On the other hand, chronic dry eye, which can be caused by other health conditions, may require treatment. In this case, the underlying health condition should also be treated to help relieve dry eyes.

Dry eyes can often be managed, but not completely cured. Some treatments can be used permanently to manage your symptoms.

Prescription medications and over-the-counter (OTC) eye drops, such as artificial tears, can help you manage this condition. While artificial tears don’t treat the underlying cause of dry eyes, they do lubricate the surface of the eye. This can be effective at relieving common symptoms of dry eyes.

When artificial tears or other eye drops don’t relieve your dry eye symptoms, tiny devices known as punctal plugs can be inserted to keep your tears. Inserting punctal plugs is a minor, noninvasive procedure. While punctal plugs can often help the eyes retain tears, you may still need to use artificial tears going forward.

In severe and otherwise untreatable cases, your doctor may recommend other types of procedures, such as minor gland salivary autotransplant and amniotic membrane. These procedures may help reduce signs and symptoms of dry eye in people with severe cases.

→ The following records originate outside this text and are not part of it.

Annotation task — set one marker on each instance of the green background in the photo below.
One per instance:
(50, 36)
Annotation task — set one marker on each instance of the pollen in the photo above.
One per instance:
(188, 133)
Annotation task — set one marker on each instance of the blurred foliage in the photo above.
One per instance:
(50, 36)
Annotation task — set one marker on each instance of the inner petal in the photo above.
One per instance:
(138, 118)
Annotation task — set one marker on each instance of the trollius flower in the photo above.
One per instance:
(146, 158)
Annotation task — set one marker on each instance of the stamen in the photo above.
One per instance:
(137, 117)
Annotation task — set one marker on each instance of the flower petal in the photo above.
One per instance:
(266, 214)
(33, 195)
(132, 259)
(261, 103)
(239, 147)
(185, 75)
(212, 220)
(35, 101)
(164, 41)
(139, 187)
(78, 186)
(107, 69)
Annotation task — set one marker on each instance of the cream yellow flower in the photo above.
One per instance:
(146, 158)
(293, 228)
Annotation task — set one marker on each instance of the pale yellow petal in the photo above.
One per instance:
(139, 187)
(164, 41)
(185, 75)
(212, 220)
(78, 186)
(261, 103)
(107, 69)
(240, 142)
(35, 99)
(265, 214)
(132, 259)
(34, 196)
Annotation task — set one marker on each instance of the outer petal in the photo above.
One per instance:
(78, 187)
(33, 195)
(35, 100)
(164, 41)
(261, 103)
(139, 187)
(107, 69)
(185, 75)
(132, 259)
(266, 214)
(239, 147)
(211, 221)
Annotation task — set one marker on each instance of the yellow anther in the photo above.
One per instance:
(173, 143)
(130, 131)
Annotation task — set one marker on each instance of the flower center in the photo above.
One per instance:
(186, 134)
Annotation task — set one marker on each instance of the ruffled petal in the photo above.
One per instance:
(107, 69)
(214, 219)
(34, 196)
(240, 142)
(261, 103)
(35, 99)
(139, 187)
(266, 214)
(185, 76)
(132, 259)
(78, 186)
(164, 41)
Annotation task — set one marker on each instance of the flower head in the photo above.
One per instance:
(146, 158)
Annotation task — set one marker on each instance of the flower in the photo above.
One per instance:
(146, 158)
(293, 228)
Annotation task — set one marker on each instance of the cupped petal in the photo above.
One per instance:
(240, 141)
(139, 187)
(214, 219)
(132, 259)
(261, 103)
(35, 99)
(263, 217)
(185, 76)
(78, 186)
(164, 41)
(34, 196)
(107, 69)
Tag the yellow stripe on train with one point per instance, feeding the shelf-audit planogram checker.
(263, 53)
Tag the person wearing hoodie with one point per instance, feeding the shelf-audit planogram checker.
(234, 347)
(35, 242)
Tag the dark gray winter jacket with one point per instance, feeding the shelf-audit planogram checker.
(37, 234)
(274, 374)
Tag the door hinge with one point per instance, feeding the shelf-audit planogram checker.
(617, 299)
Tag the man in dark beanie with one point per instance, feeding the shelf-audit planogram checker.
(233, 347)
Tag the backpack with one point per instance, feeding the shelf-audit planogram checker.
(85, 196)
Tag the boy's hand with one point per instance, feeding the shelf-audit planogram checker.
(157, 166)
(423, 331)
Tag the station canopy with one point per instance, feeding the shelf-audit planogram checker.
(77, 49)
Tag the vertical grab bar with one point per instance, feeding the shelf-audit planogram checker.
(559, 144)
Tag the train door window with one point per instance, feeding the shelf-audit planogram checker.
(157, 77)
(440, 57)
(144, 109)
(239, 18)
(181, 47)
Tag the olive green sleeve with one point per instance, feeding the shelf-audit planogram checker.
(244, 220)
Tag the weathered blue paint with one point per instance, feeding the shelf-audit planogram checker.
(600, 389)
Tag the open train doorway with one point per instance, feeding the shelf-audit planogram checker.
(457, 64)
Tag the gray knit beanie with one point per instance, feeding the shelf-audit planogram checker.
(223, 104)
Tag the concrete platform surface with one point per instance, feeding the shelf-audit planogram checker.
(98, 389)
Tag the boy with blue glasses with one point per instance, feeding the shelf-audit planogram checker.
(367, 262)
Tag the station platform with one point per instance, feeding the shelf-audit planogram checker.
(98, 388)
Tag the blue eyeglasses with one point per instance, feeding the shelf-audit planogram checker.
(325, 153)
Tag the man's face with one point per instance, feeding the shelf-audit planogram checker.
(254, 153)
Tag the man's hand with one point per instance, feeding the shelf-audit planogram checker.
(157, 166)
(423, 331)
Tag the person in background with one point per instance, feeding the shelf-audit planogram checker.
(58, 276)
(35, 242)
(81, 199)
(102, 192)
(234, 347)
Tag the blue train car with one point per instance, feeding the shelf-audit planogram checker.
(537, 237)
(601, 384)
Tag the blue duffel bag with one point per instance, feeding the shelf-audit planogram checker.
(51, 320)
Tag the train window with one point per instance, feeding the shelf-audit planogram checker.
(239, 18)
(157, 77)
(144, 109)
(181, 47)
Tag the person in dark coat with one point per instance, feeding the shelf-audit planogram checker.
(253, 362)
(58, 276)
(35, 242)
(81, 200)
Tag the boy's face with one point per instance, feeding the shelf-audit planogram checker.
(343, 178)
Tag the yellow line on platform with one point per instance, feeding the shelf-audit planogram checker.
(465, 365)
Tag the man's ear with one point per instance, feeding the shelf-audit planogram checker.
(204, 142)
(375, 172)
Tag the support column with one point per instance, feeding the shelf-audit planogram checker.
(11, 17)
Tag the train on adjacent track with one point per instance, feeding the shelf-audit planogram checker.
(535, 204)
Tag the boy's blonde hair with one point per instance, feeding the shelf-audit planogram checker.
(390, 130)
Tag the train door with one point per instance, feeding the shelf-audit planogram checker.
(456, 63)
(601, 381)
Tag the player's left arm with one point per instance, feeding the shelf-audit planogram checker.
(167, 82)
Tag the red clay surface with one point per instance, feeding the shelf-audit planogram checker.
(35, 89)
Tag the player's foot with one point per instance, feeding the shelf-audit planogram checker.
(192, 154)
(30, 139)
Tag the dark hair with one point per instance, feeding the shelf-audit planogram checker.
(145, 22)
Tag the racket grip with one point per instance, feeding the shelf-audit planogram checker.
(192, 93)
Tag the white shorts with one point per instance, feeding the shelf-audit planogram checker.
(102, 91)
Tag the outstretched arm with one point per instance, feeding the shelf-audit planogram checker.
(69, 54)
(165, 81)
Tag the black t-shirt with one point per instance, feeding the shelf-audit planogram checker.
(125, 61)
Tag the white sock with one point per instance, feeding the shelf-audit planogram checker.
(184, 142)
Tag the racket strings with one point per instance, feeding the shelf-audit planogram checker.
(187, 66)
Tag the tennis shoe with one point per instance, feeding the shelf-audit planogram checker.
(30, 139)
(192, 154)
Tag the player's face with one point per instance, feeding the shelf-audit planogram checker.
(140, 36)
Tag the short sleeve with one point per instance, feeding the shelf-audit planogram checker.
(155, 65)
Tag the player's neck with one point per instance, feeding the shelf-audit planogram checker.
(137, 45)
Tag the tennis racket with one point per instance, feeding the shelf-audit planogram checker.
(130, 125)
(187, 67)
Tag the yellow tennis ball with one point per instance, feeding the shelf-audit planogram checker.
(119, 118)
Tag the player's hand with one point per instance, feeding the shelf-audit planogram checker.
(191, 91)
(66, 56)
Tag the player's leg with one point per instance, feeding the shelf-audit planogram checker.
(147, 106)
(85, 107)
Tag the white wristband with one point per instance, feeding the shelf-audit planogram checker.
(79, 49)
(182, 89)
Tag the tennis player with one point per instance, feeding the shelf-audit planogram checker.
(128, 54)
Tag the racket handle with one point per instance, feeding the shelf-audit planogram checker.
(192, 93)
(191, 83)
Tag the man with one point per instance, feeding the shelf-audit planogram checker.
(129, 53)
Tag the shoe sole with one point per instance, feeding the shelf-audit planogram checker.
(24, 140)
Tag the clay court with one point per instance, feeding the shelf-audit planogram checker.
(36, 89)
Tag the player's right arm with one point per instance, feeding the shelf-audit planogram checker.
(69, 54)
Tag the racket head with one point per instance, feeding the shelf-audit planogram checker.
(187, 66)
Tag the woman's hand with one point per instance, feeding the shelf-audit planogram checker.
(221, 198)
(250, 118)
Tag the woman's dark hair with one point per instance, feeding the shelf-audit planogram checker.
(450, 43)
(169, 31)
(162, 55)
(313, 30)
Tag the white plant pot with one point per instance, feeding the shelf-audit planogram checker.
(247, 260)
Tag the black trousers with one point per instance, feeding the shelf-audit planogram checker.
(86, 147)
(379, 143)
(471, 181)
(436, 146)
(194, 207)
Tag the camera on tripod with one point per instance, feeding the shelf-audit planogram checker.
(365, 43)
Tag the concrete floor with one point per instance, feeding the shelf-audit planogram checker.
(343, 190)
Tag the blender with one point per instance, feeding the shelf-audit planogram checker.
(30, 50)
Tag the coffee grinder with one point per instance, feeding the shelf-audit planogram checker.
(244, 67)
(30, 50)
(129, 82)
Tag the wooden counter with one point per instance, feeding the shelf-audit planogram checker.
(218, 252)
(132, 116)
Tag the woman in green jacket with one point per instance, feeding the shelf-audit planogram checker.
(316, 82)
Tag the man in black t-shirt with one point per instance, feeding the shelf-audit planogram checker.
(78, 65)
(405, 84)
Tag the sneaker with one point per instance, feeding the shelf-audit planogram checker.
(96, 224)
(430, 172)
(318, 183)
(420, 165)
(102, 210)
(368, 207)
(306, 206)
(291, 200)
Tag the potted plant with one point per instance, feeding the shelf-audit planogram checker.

If your symptoms are mild, artificial tears may give you temporary relief right away. You may need to apply artificial tears a few times throughout the day.

If the drops contain preservatives, using them more than four times per day may irritate your eyes. In this case, talk with your eye doctor about using preservative-free eye drops. They’re safe to use as often as needed.

If you need to use artificial tears frequently for symptom relief, talk with your eye doctor about prescription medications, such as cyclosporine (Restasis, Cequa) or lifitegrast (Xiidra).

If your doctor prescribes medications for dry eyes, it can take anywhere from a few weeks to a few months to start seeing an improvement with continued use.

In the United States, dry eyes very rarely leads to blindness. However, in places where medical treatment is difficult to access, severe cases of dry eyes may cause other eye conditions that can lead to blindness.

Without treatment, severe dry eyes can lead to a corneal ulcer. A corneal ulcer is an open sore that develops on the clear, dome-shaped, outer layer of your eyes, which is called the cornea. The cornea helps your eye focus light and maintain clear vision. If the ulcer isn’t treated, it can spread and scar the eyeball, causing partial or complete blindness.

Dry eyes can be temporary or a chronic condition, depending on the underlying cause. Without treatment, chronic dry eye can lead to complications, like a corneal ulcer.

OTC artificial tears and certain lifestyle changes are often enough to manage mild dry eye symptoms, but if these don’t work, an eye care professional can help you find a suitable therapy.

If you think you have dry eyes, talk with an eye doctor.